Linear Frequency Modulation Spread Spectrum:
Linear frequency modulation spread spectrum was originally designed for radar. The amplitude of the linear frequency modulation signal is constant, covering the entire bandwidth in a linear or nonlinear manner from one end to the other over a specific period of time. Linear frequency modulation spread spectrum uses the entire bandwidth to transmit signals, where the frequency changes from the lowest to the highest in a positive slope process, and vice versa in a negative slope process.
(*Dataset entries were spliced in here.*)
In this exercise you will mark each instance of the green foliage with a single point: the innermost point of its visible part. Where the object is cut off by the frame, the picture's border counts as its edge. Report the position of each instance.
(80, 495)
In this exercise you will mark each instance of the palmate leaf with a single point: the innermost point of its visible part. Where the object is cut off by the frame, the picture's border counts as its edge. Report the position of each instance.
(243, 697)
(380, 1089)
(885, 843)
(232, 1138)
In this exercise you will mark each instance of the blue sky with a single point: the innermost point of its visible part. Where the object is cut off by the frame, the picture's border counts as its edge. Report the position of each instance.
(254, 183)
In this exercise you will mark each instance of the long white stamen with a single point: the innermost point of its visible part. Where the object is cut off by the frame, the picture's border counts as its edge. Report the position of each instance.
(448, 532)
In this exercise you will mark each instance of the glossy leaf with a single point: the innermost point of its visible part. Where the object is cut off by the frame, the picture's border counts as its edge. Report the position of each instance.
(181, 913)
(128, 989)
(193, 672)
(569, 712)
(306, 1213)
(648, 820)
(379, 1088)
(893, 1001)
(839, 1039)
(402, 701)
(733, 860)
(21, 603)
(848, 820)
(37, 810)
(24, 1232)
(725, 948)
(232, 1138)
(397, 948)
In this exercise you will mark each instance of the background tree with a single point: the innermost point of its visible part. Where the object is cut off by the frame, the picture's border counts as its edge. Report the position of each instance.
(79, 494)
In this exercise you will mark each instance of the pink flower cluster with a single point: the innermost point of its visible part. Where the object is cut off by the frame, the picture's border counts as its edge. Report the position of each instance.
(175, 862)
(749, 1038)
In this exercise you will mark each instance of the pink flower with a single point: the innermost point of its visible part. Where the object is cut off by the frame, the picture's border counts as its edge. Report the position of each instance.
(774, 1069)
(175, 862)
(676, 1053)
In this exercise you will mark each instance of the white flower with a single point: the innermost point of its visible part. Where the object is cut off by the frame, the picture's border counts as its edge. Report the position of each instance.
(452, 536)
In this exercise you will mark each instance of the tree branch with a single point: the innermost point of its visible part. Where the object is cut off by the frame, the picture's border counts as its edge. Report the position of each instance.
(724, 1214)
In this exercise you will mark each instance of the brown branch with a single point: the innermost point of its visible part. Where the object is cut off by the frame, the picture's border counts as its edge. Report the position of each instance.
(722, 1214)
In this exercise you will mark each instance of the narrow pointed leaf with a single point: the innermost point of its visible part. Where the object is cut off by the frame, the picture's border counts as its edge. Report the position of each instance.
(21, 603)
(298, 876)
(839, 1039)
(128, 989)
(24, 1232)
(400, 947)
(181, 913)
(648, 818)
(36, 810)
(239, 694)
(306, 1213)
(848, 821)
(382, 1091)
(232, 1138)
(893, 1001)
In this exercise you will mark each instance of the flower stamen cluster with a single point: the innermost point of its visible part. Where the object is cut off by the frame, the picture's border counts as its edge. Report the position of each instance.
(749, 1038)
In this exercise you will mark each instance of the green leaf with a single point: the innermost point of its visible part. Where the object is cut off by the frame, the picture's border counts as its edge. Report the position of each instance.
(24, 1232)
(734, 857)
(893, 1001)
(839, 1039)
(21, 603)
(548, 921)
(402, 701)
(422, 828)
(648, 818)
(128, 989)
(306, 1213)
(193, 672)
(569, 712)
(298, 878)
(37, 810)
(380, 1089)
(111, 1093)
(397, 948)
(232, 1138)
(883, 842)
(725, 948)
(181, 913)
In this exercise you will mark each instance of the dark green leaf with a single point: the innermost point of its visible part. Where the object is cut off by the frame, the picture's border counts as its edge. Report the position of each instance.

The above image is an example of a linear positive slope:
– Linear frequency modulation spread spectrum technology can greatly extend the transmission distance of signals;
– The time bandwidth product is much greater than 1 (B*T > 1);
– Linear frequency modulation spread spectrum technology effectively prevents Doppler frequency shift;
– It can be used for low power, low rate transmission.
LoRa Linear Frequency Modulation:
LoRa linear frequency modulation uses three different bandwidths: 125KHz, 250KHz, and 500KHz (here, 125KHz is used). The LoRa signal is modulated with a positive slope at a bandwidth of 125kHz, utilizing different orthogonal spreading factors based on data rate and channel conditions. LoRa uses spreading factors from SF7 to SF12.
The above image shows the spectrum of different spreading factors: The LoRa physical layer includes 8 preamble symbols, 2 synchronization symbols, physical layer payload, and optional CRC.
– SF8 takes twice the time of SF7, and SF9 takes twice the time of SF8;
– The relationship between symbol rate (Rs), bandwidth (BW), and spreading factor (SF): Rs = BW / (2^SF);
– The higher the spreading factor > the longer the air transmission time;
– The smaller the spreading factor > the higher the data rate.
The above image is the spectrum of the LoRa physical layer, where the first eight positive slope signals are used to detect the preamble symbols of LoRa linear modulation, followed by 2 negative slope signals used for time synchronization, and then 5 modulation signals (payload). The frequency jumps represent the modulated signals.